Libopus Decoding of Out-of-Band FEC Data

This article explains how the libopus decoding engine processes and handles Forward Error Correction (FEC) data to reconstruct lost audio packets. It covers the detection of packet loss by the hosting application, the specific decoder API calls required to trigger FEC reconstruction, how the SILK and CELT engines interpret the bitstream, and the fallback to Packet Loss Concealment (PLC) when FEC data is unavailable.

In the Opus audio codec codec suite, Forward Error Correction (FEC) is primarily embedded within the SILK layer of the bitstream as Low Bit-Rate Redundancy (LBRR). Although the redundant data is technically packaged within the subsequent packet’s bitstream (often referred to as in-band FEC), the hosting application must manage it “out-of-band” in relation to the standard sequential decoding pipeline. This process relies on a coordinated handoff between the network’s jitter buffer and the libopus decoding engine.

Step 1: Packet Loss Detection and Jitter Buffer Coordination

The libopus decoder itself is stateless regarding network transport; it does not know if packets are lost unless the hosting application informs it. When the application’s jitter buffer detects that packet \(N-1\) is missing but packet \(N\) has arrived safely, it initiates the FEC recovery sequence. Instead of passing packet \(N\) for immediate playback, the application uses packet \(N\) to reconstruct the missing packet \(N-1\).

Step 2: Triggering the FEC Decoder Path

To decode the redundant FEC data contained within packet \(N\), the application calls the standard decoding function—opus_decode() or opus_decode_float()—with specific arguments: * The data parameter is populated with the payload of the currently received packet (packet \(N\)). * The decode_fec flag is explicitly set to 1 (true). * The frame_size parameter must match the expected duration of the lost packet (\(N-1\)).

By setting decode_fec to 1, the decoder is instructed to ignore the primary audio payload of packet \(N\) and instead search its bitstream headers for the redundant LBRR data representing packet \(N-1\).

Step 3: Parsing the Bitstream (SILK Layer)

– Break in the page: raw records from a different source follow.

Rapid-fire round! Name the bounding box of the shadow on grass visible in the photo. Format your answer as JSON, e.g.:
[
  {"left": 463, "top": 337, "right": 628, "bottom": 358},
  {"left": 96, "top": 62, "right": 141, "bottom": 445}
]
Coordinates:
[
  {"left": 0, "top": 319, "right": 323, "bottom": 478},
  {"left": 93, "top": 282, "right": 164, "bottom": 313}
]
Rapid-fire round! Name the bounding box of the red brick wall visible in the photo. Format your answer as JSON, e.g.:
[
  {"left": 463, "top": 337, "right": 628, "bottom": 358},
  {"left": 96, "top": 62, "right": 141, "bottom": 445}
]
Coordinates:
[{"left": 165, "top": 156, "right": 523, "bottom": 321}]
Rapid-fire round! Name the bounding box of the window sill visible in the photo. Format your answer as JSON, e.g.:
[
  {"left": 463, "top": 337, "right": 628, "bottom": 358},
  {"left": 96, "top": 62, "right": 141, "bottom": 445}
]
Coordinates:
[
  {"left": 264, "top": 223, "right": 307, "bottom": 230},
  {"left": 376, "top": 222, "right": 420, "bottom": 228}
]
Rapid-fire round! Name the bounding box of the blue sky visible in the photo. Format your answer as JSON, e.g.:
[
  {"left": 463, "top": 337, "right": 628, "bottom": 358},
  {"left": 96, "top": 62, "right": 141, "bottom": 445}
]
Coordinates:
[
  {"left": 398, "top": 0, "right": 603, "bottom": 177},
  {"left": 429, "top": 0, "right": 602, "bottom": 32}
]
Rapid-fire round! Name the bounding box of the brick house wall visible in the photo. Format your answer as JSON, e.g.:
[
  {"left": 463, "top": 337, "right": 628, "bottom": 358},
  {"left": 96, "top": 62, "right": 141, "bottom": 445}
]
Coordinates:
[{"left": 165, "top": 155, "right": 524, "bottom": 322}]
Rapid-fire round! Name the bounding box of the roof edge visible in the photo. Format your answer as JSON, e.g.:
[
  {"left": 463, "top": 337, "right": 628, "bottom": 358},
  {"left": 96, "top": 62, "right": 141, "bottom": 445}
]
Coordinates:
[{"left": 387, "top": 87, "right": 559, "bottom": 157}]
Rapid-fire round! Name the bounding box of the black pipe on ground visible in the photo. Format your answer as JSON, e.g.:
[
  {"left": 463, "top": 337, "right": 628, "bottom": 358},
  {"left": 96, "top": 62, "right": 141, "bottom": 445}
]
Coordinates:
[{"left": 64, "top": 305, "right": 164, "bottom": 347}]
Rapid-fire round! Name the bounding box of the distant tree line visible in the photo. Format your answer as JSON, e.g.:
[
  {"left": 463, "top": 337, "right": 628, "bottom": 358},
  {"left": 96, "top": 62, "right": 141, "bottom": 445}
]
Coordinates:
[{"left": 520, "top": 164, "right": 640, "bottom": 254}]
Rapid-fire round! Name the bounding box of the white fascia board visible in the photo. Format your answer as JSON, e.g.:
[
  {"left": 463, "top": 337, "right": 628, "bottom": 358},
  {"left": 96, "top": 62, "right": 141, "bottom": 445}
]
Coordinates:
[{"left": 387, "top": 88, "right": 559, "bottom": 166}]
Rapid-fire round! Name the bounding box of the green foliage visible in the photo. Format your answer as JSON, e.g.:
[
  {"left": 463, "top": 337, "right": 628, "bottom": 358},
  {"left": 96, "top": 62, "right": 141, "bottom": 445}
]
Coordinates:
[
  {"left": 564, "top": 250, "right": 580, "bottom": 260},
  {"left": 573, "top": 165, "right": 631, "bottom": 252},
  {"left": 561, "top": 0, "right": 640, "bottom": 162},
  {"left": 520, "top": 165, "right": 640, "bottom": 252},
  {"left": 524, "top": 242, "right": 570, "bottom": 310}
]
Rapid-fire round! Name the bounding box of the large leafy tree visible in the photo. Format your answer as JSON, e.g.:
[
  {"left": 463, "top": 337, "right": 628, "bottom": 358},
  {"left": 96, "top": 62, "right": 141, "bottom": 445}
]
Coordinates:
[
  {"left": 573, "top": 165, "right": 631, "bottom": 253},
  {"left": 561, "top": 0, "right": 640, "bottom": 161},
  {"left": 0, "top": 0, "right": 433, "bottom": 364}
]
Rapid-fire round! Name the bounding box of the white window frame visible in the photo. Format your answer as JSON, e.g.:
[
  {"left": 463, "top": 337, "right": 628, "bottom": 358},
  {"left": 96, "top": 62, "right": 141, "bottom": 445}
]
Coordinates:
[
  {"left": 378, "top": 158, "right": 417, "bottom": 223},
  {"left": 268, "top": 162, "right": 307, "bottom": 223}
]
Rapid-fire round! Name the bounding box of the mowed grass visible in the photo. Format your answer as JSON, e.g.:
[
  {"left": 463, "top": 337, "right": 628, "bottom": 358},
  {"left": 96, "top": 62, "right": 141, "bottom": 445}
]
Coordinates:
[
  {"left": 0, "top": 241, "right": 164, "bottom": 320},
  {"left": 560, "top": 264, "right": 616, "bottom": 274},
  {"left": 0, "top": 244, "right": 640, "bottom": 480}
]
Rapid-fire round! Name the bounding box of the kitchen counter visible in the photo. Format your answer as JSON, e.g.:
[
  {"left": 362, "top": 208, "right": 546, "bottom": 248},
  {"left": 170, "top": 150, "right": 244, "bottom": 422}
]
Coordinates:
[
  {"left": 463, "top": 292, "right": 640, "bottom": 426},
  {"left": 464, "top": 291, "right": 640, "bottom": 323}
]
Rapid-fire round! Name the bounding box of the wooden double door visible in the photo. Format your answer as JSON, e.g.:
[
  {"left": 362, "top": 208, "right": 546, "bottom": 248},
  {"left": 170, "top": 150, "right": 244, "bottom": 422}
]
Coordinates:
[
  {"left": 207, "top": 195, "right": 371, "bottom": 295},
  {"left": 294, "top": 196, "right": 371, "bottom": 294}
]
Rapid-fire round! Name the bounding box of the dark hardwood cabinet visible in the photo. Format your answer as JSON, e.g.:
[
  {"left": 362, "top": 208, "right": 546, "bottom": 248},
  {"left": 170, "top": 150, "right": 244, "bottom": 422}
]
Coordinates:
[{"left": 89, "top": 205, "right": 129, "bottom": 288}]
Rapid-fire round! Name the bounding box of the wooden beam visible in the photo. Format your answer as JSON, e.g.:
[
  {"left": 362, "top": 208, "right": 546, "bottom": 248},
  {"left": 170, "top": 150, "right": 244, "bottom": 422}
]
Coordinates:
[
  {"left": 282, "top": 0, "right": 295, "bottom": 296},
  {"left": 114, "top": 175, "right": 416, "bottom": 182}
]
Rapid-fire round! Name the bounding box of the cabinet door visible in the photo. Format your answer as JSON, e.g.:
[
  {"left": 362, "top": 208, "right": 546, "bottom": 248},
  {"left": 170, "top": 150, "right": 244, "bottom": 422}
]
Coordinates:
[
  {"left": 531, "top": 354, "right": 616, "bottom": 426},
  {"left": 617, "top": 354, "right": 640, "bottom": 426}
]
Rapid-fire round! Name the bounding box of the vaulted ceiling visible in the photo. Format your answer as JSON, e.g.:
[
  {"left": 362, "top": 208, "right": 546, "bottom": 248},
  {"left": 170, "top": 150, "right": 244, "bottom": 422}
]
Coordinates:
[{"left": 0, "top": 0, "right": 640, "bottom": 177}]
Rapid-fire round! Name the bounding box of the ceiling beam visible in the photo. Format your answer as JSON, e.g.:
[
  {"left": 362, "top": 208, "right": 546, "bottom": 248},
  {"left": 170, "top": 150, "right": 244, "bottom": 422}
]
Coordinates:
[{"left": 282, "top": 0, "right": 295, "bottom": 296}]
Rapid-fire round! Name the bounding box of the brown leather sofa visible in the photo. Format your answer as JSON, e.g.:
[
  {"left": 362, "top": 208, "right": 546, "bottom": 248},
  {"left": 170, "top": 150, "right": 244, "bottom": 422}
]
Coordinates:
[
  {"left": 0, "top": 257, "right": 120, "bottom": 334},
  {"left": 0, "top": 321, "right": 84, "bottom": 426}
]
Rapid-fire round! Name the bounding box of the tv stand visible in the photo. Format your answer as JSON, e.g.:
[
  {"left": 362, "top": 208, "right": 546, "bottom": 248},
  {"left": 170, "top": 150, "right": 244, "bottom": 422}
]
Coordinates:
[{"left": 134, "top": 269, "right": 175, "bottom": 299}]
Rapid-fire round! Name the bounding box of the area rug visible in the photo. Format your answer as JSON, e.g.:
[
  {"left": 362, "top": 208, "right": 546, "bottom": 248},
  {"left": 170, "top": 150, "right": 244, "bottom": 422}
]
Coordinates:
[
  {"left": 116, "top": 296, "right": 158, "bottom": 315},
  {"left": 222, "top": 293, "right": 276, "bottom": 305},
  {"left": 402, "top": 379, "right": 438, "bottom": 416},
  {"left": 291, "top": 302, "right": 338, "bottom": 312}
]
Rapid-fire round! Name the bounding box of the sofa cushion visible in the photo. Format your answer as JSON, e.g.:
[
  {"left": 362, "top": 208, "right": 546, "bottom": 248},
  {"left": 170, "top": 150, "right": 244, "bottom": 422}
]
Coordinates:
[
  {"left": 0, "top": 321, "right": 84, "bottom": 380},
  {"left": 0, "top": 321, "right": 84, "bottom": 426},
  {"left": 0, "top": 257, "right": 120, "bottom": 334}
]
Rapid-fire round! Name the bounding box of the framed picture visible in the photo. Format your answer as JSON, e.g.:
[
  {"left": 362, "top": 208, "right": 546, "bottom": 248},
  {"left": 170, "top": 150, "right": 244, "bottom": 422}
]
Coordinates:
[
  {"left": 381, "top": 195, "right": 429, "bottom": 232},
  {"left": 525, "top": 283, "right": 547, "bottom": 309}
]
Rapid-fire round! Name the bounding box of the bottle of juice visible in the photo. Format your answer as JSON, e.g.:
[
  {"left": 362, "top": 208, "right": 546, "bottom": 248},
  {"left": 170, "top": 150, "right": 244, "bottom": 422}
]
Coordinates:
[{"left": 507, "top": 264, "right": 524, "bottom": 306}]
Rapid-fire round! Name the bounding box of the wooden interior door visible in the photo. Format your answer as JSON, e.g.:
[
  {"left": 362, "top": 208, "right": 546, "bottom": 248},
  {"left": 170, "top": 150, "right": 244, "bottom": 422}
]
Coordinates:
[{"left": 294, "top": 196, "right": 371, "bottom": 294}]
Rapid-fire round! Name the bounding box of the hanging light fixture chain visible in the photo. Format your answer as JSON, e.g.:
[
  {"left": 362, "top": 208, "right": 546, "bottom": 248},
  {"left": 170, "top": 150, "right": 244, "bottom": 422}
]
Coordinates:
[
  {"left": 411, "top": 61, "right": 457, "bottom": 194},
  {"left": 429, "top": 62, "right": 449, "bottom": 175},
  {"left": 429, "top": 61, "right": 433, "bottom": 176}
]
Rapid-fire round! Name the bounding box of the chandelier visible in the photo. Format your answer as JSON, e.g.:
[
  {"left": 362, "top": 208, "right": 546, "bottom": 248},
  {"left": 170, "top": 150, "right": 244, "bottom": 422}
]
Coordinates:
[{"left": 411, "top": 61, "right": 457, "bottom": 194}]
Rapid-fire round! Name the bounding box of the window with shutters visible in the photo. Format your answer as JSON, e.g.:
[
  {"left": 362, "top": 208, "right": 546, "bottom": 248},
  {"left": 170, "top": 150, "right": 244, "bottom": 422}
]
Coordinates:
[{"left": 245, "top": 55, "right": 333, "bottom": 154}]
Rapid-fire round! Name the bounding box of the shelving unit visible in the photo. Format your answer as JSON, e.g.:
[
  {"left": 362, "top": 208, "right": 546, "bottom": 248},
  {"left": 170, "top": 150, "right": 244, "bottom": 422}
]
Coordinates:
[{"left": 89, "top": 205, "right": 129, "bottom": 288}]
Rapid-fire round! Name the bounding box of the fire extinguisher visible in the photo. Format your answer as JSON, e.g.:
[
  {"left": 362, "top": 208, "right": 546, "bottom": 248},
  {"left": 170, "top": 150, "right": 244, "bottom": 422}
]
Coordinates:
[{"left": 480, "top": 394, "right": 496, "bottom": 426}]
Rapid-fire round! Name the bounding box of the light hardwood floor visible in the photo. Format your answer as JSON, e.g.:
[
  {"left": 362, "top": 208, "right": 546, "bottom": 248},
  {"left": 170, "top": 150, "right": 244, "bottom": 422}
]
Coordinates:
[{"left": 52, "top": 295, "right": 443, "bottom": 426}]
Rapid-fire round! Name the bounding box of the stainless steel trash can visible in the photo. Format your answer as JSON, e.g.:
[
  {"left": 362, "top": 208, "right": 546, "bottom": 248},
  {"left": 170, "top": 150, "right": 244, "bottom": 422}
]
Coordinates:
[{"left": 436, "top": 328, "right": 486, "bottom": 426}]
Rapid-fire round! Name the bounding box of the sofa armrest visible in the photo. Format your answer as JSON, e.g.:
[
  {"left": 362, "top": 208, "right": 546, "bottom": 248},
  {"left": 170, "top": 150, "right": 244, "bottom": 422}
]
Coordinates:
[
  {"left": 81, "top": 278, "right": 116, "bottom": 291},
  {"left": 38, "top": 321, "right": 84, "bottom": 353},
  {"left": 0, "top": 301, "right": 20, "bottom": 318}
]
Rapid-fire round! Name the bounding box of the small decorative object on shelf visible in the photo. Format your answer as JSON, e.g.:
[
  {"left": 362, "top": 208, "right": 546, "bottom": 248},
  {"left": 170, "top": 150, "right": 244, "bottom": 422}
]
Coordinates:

Once the FEC path is triggered, libopus parses the payload of packet \(N\). * SILK Frames: If the packet contains SILK frames (used for voice), the decoder checks the LBRR flag in the channel header. If the encoder previously determined that the frame was at risk of packet loss and contained highly voiced content, it will have written low-bitrate redundant parameters into this section. * CELT Frames: The CELT layer (used for music and high-frequency audio) does not natively support LBRR/FEC due to the high bitrate overhead. If the stream is operating in CELT-only mode, the decoder will find no FEC data.

Step 4: Reconstructing the Lost Frame

If valid LBRR data is present in the SILK layer, libopus decodes this highly compressed representation of packet \(N-1\). The resulting audio is lower in quality than the original packet would have been, but it preserves the pitch, energy, and spectral parameters of the voice.

This reconstructed audio is written to the output buffer, and the internal states of the decoder’s prediction filters are updated. Updating these states is critical because it ensures that when packet \(N\) is eventually decoded, the transition between the recovered frame and the new frame is smooth and free of audible phase jumps or clicks.

Step 5: Fallback to Packet Loss Concealment (PLC)

If the decoder find that packet \(N\) does not contain FEC data (either because the encoder chose not to send it, or the stream is in CELT mode), it falls back to Packet Loss Concealment (PLC).

In this scenario, the decoder generates a replacement frame by extrapolating the period and spectral shape of the last successfully decoded frame, gradually muting the volume if losses persist.

Step 6: Sequential Decoding of the Current Packet

After the lost frame (\(N-1\)) is successfully reconstructed via FEC (or concealed via PLC) and played back, the application immediately calls the decoder a second time. This time, it passes packet \(N\) with the decode_fec flag set to 0. The decoder then processes packet \(N\) normally, generating the high-quality target audio and advancing the playback timeline seamlessly.